On a reproché justement à Louis XVI d’avoir été le roi sans épée de sa race. Mais le couteau de chasse est un bout d’épée, et s’il l’avait employé autrement que contre des cerfs et des sangliers, il se fût allongé à son poing et aurait peut-être sauvegardé sa tête ! En somme, on a beaucoup trop vu Louis XVI sous la lévite des grands papas de Greuze, ou souriant béatement en habit groseille, comme dans les portraits sur porcelaine de sa manufacture de Sèvres. Par sa passion pour la chasse, le porteur de lévite café au lait et d’habit groseille touchait au soldat. Par cela seul qu’il était chasseur, il montait à cheval. Il fait le compte, dans son Journal, des chevaux qu’il monte dans ses chasses. Il aurait pu être aussi un roi équestre, — le seul genre de roi qui convienne aux Français, disait madame de Staël.

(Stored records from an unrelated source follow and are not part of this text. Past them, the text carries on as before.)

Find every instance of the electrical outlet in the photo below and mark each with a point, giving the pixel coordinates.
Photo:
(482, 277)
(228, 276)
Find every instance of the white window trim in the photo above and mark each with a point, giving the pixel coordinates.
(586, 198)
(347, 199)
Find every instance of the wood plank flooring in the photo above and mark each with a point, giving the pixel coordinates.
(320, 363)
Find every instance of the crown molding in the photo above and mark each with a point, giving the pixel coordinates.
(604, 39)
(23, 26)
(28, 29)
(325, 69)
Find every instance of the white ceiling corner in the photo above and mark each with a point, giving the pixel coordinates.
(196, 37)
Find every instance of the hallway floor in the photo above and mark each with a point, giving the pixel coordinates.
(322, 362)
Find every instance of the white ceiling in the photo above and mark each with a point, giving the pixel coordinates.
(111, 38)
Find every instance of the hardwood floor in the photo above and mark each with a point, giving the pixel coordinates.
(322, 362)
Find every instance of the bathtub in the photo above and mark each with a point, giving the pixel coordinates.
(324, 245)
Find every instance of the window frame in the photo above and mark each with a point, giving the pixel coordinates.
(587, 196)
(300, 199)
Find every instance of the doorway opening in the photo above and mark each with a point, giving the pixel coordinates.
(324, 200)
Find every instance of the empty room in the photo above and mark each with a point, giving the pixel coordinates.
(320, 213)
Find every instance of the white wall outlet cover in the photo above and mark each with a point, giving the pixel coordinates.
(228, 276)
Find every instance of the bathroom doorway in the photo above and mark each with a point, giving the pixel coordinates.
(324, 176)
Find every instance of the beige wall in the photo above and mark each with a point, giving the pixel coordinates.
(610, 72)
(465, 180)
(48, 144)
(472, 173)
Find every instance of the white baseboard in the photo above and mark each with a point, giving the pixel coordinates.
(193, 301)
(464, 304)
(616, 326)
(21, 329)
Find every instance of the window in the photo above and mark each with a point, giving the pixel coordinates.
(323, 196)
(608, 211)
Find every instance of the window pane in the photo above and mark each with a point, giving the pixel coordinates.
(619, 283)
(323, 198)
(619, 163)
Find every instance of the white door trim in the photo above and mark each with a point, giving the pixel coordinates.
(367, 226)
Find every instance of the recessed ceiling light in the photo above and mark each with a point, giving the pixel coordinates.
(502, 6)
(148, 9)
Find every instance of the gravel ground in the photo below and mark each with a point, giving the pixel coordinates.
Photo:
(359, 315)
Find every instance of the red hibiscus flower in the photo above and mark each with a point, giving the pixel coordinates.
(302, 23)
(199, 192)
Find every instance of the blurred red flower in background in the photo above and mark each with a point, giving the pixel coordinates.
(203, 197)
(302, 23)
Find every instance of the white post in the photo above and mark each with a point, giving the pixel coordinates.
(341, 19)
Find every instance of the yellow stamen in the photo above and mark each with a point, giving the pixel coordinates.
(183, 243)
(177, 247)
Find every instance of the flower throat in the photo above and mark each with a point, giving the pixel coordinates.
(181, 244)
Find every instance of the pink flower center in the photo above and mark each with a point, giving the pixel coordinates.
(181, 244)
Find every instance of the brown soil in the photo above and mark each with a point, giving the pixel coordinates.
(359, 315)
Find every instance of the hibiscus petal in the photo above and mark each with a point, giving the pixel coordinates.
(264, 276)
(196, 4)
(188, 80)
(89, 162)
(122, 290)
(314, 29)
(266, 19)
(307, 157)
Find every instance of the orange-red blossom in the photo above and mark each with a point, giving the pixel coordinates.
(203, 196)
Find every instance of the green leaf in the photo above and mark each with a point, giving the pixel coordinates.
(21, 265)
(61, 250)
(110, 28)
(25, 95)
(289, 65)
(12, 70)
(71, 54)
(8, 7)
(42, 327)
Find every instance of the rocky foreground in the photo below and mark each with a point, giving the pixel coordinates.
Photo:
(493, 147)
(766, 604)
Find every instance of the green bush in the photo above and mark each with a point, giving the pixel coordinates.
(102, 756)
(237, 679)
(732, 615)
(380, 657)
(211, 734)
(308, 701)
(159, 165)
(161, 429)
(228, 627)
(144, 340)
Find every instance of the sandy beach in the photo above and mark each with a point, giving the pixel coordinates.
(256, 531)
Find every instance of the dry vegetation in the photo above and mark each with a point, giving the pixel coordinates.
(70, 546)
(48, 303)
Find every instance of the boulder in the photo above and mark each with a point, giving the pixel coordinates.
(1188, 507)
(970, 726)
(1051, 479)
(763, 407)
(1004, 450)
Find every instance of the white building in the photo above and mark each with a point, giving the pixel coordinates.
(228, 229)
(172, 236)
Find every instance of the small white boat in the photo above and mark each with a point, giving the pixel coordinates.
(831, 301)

Enfin, pour l’achever par un dernier trait, ce bourru bienfaisant, comme on l’a nommé, avait l’impitoyabilité du grand chasseur. Il ne regarda jamais au massacre. Il tuait des masses de gibier. Il entendait la chasse par masses, comme Bonaparte entendait la guerre. Le Journal constate que, de 1774 à 1787, il a tué cent-quatre-vingt-neuf-mille-deux-cent-cinquante et une pièces, et un mille-deux-cent-soixante-quatorze cerfs. Tout lui était bon pour l’abattre. Il tuait jusqu’aux martinets et jusqu’aux écureuils. Il finit même par tuer des hirondelles, ces pauvres oiseaux que les Anciens regardaient comme le charme préservateur du foyer. « Tué — disait-il au Journal — deux cents hirondelles… » Cela n’a pas porté tant de bonheur à sa maison !

IV

Et maintenant que nous avons fait émerger un Louis XVI nouveau du Journal de Louis XVI, il s’agit de conclure. Nous l’avons dit : ce Journal de Louis XVI, que le livre de M. Nicolardot popularise, est un vrai bénéfice pour l’Histoire. L’éditeur l’a trouvé sous sa main en préparant une histoire de Louis XVI à laquelle il travaille depuis plusieurs années, et sur les conclusions de laquelle nous n’avons rien à préjuger. Ce qui nous a suffi pour l’heure, c’est d’avoir prouvé par ce Journal que Louis XVI n’était pas uniquement de la pâte à victime, comme les écrivains de la Révolution l’avaient fait et voulaient le garder ; c’est d’avoir établi qu’il n’était pas l’espèce de mollusque royal qu’ils disaient, qu’il y avait en lui quelque chose d’intense qu’on ne soupçonnait pas, et qu’il s’est plus perdu par l’excès d’une passion que par l’ignavie qu’on lui a toujours reprochée. Le sang de Louis XVI est plus rouge que le sang de ceux qui l’ont tué… L’héroïsme de la maison de Bourbon y roulait ses plus nobles, ses plus intrépides gouttes. Vous auriez vu Louis XVI à Fontenoy, si, de son temps, il y avait eu un Fontenoy ! Vous l’auriez vu, lui qui, un jour, brutalisa à la chasse un de ses gentilshommes qui se mettait entre lui et la bête furieuse, crier comme son aïeul Henri IV à Ivry : « Vous m’empêchez de voir l’ennemi, messieurs ! » Si ce tueur d’hirondelles s’était servi des facultés militaires qui étaient en lui, puisque tout chasseur, physiologiquement, enveloppe un soldat, la monarchie capétienne, dont il fut le dernier représentant, peut-être n’en aurait pas moins péri, mais, du moins, il aurait été Roi, — et il ne le fut jamais.

Je me trompe. Il le fut seulement le jour où il fallut ne l’être plus.